Dulu aku bisa melihatnya dari dekat, tapi sekarang aku hanya mampu melihatnya dari balik pondok itu, ya.. katakanlah itu pondok kenangan. Dulu aku bisa menyeka keringat yang mengalir di dahinya, tapi sekarang aku hanya bisa melihatnya menyeka keringat itu sendirian. Dulu aku bisa menjadi alasannya tertawa, tapi sekarang aku tergantikan. Dulu adalah dulu, dan aku sudah hidup di masa sekarang.
Tuhan adil, memberikan dia hanya untuk sementara. Tuhan mengajarkanku bagaimana untuk tidak menyakiti makhluk indahnya itu. aku tahu, aku terlampau jauh menyakiti makhluk indah itu. dia indah, sangat indah. Mungkin dia memang hanya pantas untuk keindahan lainnya. Tapi apakah salah jika suatu saat aku ingin mengambil keindahan yang pernah menjadi milikku lagi?
Makhluk indah itu pernah berkata akan tetap membuatku tertawa. Tapi aku hanya bisa menangis setelah dia mengatakan itu. dia pernah berkata bahwa aku tidak boleh menangis.

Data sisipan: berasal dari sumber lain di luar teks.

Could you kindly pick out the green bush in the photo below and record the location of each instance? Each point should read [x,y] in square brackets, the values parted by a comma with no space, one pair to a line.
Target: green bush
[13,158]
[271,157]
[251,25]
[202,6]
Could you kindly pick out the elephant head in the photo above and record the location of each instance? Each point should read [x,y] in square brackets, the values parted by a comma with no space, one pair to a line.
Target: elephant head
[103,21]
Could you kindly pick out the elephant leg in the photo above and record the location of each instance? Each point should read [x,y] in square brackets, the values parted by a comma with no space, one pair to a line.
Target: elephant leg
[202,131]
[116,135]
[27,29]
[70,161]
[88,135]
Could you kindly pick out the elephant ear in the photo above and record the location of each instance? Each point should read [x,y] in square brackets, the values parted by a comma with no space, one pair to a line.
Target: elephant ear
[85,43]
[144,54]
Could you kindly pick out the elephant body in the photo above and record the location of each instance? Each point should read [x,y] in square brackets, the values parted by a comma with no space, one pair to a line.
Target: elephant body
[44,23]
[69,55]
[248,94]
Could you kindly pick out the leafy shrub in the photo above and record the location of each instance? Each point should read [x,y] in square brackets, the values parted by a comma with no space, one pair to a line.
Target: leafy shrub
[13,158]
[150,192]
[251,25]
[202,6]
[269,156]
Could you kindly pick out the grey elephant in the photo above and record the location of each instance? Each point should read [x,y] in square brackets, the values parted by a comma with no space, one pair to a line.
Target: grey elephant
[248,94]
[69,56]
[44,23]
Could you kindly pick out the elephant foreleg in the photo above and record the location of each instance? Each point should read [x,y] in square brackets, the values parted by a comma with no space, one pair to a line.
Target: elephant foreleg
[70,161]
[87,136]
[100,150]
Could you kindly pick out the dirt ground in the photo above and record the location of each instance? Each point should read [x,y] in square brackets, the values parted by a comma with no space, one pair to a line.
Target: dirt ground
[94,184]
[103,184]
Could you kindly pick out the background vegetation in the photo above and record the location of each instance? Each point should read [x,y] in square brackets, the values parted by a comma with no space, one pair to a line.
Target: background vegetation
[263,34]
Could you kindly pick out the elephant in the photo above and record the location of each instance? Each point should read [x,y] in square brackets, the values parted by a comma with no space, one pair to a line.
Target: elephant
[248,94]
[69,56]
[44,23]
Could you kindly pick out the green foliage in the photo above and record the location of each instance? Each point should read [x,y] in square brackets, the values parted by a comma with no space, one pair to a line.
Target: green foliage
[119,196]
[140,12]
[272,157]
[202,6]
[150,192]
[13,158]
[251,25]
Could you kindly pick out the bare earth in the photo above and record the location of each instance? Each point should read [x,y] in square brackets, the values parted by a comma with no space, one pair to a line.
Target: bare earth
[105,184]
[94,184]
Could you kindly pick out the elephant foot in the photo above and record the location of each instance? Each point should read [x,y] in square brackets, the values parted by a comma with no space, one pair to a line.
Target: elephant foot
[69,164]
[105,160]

Tapi dia selalu membuatku menangis karena ketakutan. Aku tahu dia indah, dan banyak yang ingin memilikinya. Itulah yang kutakutkan, bukan menjaganya, tetapi malah membuatnya menjadi resah karena kegelisahan berlebihanku.
Disini adalah titik awal aku melihat namaku diukir diatas pasir ini. Iya pasir yang putih dan suci ini. Dengan sesederhana mungkin dia mengukirnya dan aku terkesan. Tapi dia salah, dia mengukir sangat dekat dengan pantai. Pantas saja dalam sekejap tulisan itu hilang. harusnya dia meniru aku, menuliskan nama itu dalam sebuah ukiran, dalam sebuah tulisan, dalam sebuah gambar. Itu tidak akan hilang kecuali aku sendiri yang merusaknya. Lihatnya, mereka masih terjaga sampai sekarang.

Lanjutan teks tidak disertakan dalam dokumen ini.